Why Queen Elizabeth Wore Bright Colors to the Royal Wedding

3 minute read
Updated: | Originally published: ;

The Queen almost always wears brights.

And it’s likely that her granddaughter Princess Eugenie of York’s royal wedding to Jack Brooksbank this October will be no exception.

Princess Eugenie’s wedding is the second royal wedding that Queen Elizabeth will be attending this year; her first was the much-anticipated nuptials of Meghan Markle, Duchess of Sussex and Prince Harry, Duke of Sussex. For Markle and Harry’s wedding reception at St. George’s Chapel on May 19, 2018, she wore a bright and elegant flared Stewart Parvin dress in lime, lemon, purple, and grey printed silk, which she paired with a coordinating edge to edge coat with a frogging fastening in lime silk tweed.

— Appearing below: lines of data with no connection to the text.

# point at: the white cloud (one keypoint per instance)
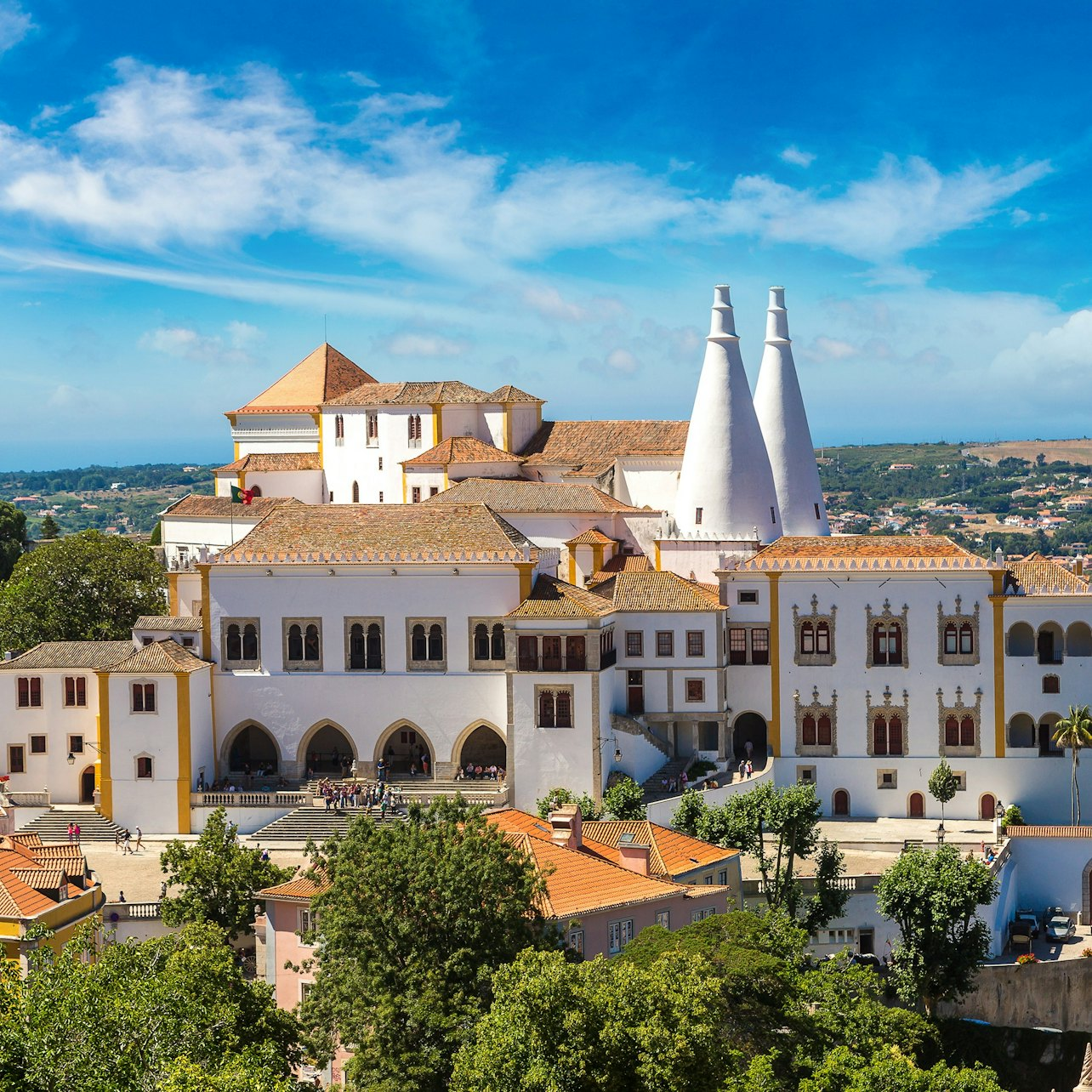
(424, 345)
(796, 157)
(15, 24)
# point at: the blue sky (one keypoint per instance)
(191, 195)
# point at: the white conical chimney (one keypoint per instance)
(784, 422)
(725, 486)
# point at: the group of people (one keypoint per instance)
(479, 772)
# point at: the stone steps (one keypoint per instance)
(51, 826)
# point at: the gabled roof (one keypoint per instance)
(272, 461)
(168, 623)
(198, 506)
(77, 656)
(509, 393)
(863, 552)
(160, 657)
(320, 377)
(422, 533)
(462, 449)
(441, 392)
(1037, 575)
(555, 599)
(594, 445)
(657, 591)
(515, 495)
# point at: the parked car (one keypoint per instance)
(1029, 919)
(1061, 929)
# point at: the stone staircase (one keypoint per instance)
(51, 826)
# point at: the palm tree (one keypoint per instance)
(1075, 731)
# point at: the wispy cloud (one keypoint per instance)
(15, 24)
(796, 157)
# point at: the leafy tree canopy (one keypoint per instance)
(625, 799)
(415, 919)
(776, 827)
(12, 533)
(83, 588)
(934, 898)
(219, 879)
(139, 1017)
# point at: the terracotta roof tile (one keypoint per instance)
(268, 462)
(515, 495)
(168, 623)
(199, 506)
(323, 533)
(657, 591)
(1037, 575)
(863, 552)
(592, 537)
(443, 392)
(320, 377)
(157, 658)
(462, 449)
(554, 599)
(88, 656)
(594, 443)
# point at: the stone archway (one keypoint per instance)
(481, 745)
(403, 746)
(327, 750)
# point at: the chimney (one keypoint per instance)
(634, 857)
(566, 825)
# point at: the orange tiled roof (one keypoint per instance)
(157, 658)
(657, 591)
(592, 537)
(863, 552)
(596, 443)
(323, 533)
(555, 599)
(88, 656)
(320, 377)
(515, 495)
(462, 449)
(268, 462)
(443, 392)
(1037, 575)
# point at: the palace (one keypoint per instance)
(428, 572)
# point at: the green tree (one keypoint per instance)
(414, 919)
(944, 785)
(625, 799)
(219, 879)
(554, 799)
(934, 898)
(1072, 733)
(776, 827)
(608, 1026)
(12, 533)
(137, 1015)
(82, 588)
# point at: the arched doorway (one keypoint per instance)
(750, 727)
(483, 747)
(253, 750)
(329, 752)
(406, 749)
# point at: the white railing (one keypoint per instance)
(272, 799)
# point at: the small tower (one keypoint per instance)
(784, 423)
(725, 486)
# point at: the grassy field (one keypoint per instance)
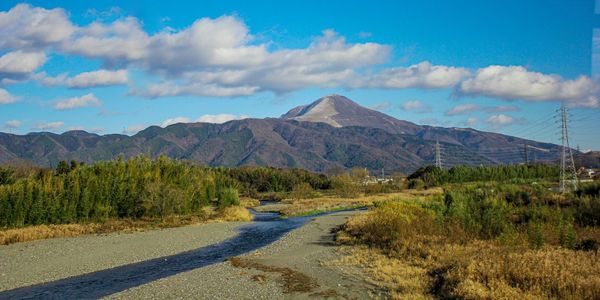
(39, 232)
(479, 241)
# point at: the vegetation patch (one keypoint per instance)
(293, 281)
(481, 240)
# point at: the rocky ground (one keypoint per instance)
(294, 267)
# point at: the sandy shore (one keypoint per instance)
(35, 262)
(291, 267)
(302, 251)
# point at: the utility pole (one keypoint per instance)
(568, 174)
(438, 154)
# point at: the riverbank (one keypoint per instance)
(293, 267)
(42, 232)
(29, 263)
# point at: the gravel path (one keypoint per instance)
(35, 262)
(301, 250)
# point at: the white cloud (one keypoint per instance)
(27, 27)
(430, 121)
(49, 126)
(422, 75)
(21, 63)
(501, 120)
(98, 130)
(471, 121)
(415, 106)
(365, 34)
(462, 109)
(12, 124)
(382, 106)
(170, 88)
(6, 97)
(120, 42)
(501, 108)
(175, 120)
(98, 78)
(133, 129)
(516, 82)
(220, 118)
(76, 102)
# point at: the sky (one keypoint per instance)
(120, 66)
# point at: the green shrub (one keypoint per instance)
(228, 197)
(416, 184)
(567, 237)
(534, 235)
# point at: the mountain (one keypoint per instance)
(332, 132)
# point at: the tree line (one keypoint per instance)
(136, 188)
(434, 176)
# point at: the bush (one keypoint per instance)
(345, 186)
(6, 176)
(228, 197)
(535, 236)
(303, 191)
(416, 184)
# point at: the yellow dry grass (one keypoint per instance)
(411, 262)
(39, 232)
(234, 213)
(301, 206)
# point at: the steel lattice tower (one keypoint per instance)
(568, 174)
(438, 155)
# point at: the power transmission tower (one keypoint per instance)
(568, 174)
(438, 155)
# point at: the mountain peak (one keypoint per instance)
(339, 111)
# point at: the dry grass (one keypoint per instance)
(327, 203)
(40, 232)
(249, 202)
(401, 252)
(234, 213)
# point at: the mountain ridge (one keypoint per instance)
(332, 132)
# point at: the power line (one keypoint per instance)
(568, 174)
(438, 155)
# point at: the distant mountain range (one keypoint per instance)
(332, 132)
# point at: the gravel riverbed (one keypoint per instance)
(42, 261)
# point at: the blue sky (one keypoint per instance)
(119, 66)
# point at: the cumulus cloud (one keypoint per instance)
(77, 102)
(133, 129)
(28, 27)
(501, 108)
(221, 57)
(49, 126)
(12, 124)
(462, 109)
(422, 75)
(6, 97)
(415, 106)
(501, 120)
(98, 78)
(20, 63)
(220, 118)
(175, 120)
(468, 108)
(471, 121)
(382, 106)
(516, 82)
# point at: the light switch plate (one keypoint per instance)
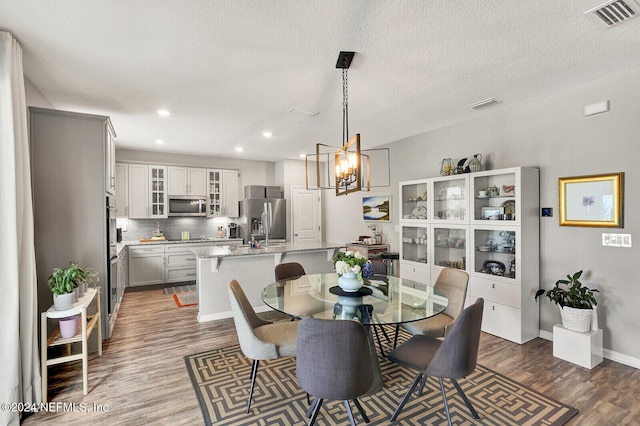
(616, 240)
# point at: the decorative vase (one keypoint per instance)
(63, 302)
(68, 326)
(576, 319)
(349, 282)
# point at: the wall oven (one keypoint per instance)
(187, 206)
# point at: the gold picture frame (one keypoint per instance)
(595, 200)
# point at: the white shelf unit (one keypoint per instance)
(510, 241)
(88, 324)
(462, 225)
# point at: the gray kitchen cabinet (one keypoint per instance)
(146, 265)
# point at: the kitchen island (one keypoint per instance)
(253, 268)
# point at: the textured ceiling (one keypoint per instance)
(229, 70)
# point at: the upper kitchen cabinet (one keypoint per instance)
(223, 198)
(110, 155)
(187, 181)
(147, 191)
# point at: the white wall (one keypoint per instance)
(553, 134)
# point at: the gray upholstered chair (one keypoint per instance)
(453, 283)
(454, 357)
(289, 270)
(334, 361)
(259, 339)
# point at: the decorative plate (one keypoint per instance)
(509, 207)
(419, 213)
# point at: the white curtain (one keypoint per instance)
(20, 377)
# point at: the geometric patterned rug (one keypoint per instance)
(221, 380)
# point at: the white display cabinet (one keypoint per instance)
(450, 247)
(414, 201)
(505, 251)
(414, 253)
(450, 199)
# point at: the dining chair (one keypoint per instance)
(287, 271)
(334, 362)
(453, 283)
(454, 357)
(259, 339)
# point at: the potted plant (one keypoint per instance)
(351, 266)
(61, 283)
(576, 302)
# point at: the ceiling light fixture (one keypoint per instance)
(348, 160)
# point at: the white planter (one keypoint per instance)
(576, 319)
(63, 302)
(349, 282)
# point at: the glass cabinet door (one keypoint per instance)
(494, 197)
(450, 199)
(415, 243)
(413, 201)
(158, 183)
(495, 252)
(215, 184)
(450, 247)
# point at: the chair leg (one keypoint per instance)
(361, 410)
(254, 372)
(395, 337)
(406, 396)
(312, 420)
(349, 413)
(474, 413)
(444, 398)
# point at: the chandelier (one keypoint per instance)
(348, 161)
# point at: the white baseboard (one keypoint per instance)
(607, 353)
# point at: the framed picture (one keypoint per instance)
(377, 208)
(492, 212)
(591, 200)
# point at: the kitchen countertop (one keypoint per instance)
(230, 251)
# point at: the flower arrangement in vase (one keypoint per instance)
(351, 266)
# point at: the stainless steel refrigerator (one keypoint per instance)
(262, 215)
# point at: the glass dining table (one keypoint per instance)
(383, 300)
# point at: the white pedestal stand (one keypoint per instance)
(584, 349)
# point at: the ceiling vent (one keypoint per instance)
(483, 103)
(614, 12)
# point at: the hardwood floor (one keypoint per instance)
(141, 377)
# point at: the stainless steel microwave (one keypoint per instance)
(187, 206)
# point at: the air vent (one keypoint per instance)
(614, 12)
(300, 111)
(483, 103)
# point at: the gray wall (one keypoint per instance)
(553, 134)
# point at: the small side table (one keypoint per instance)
(584, 349)
(55, 339)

In addition to being England’s longest-reigning monarch after taking the crown in 1953, Queen Elizabeth has also become a style icon in her own right, with her now-signature look of bright monochromatic ensembles.

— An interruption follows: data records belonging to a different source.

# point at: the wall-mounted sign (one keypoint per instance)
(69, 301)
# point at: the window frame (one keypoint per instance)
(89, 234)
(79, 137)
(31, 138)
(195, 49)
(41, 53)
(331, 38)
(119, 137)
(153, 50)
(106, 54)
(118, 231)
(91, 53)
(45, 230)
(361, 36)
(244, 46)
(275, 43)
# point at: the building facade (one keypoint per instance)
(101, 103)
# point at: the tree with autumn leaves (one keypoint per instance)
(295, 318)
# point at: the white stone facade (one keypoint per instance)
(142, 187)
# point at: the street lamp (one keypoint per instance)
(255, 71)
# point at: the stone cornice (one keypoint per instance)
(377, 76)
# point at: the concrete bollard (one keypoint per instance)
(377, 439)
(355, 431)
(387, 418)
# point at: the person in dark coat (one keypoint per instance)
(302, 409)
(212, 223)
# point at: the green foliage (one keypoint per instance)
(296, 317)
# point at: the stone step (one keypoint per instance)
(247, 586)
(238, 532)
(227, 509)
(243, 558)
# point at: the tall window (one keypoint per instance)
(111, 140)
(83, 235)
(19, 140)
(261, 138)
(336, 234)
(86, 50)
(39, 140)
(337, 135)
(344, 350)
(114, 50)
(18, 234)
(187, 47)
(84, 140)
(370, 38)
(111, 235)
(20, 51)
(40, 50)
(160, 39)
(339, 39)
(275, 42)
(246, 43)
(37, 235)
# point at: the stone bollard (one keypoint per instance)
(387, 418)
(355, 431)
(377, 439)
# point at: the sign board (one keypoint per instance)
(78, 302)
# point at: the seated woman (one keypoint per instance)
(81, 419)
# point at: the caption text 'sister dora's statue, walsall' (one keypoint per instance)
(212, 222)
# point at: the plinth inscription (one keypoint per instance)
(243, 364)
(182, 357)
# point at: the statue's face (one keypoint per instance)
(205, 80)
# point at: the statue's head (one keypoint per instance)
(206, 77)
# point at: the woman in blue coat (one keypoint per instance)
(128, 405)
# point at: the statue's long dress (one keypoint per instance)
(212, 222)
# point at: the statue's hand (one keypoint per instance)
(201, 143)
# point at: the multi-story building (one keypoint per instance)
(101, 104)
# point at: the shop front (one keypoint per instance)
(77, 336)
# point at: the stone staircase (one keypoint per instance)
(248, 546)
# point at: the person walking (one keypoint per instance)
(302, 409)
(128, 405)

The Queen favors chic dresses with matching coats, accessorized with white gloves, pearls, coordinating hats, and lady-like handbags, but what really makes her outfits stand out are their vibrant hues — she’s been known to sport everything from lime green to robin blue and her attire for Meghan Markle and Prince Harry’s Royal Wedding was no exception.

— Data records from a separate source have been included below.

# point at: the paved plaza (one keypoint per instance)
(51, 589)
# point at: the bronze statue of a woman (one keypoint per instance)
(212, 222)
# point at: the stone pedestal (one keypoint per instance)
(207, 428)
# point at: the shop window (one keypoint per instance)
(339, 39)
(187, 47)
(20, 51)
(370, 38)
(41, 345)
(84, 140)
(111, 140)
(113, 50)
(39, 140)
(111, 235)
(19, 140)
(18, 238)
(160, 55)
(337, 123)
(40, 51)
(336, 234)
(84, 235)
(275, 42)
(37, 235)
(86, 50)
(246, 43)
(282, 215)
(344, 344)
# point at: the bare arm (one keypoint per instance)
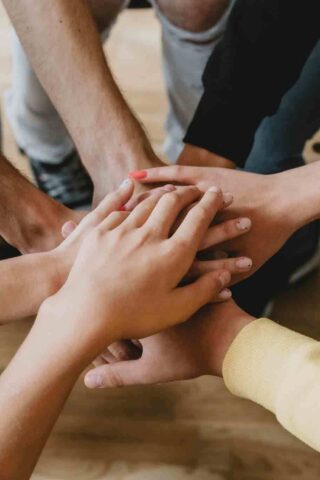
(101, 124)
(27, 281)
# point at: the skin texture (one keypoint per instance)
(69, 32)
(190, 350)
(30, 220)
(279, 203)
(95, 308)
(48, 271)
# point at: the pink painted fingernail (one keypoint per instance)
(169, 188)
(244, 263)
(93, 380)
(214, 189)
(225, 294)
(225, 278)
(227, 198)
(138, 174)
(220, 255)
(244, 224)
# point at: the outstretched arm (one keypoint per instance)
(258, 359)
(25, 282)
(96, 307)
(277, 204)
(108, 137)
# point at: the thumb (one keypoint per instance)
(206, 289)
(132, 372)
(67, 228)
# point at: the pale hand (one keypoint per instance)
(190, 350)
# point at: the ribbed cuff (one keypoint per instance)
(255, 365)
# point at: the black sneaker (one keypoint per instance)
(67, 182)
(297, 259)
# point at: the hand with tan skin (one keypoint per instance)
(125, 283)
(195, 348)
(278, 204)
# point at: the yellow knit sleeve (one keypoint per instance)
(280, 370)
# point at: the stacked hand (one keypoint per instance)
(195, 348)
(125, 281)
(259, 197)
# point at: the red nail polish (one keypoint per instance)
(138, 175)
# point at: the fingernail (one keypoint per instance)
(225, 278)
(227, 198)
(220, 255)
(125, 183)
(225, 294)
(244, 224)
(214, 189)
(68, 228)
(138, 175)
(93, 381)
(244, 263)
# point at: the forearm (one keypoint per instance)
(33, 390)
(86, 96)
(25, 282)
(299, 192)
(36, 384)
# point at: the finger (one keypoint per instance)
(134, 201)
(113, 201)
(143, 211)
(233, 265)
(113, 220)
(223, 296)
(189, 299)
(225, 231)
(98, 361)
(134, 372)
(198, 220)
(168, 209)
(67, 228)
(124, 350)
(176, 174)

At the 2018 royal wedding, she accessorized her look with a matching Angela Kelly hat in the same lime green tweed with sinamay adorned across the crown with handmade lace crystals and pearls made by Lucy Price, as well as the Richmond Diamond Brooch with pearl drop. However, her bright look for the royal wedding wasn’t just a fashion statement for the happy nuptials — there was an important and practical reason for it too. According to her daughter-in-law, Sophie, Countess of Wessex, the Queen’s penchant for lively shades is to ensure that the public will be able to see her in the crowd.

In the documentary, The Queen at 90, Sophie explains it thusly: “She needs to stand out for people to be able to say ‘I saw the queen,'” she said. “Don’t forget that when she turns up somewhere, the crowds are two, three, four, 10, 15 deep, and someone wants to be able to say they saw a bit of the queen’s hat as she went past.”

A fashion moment just for the good of her subjects? Now that’s a style statement fit for a queen.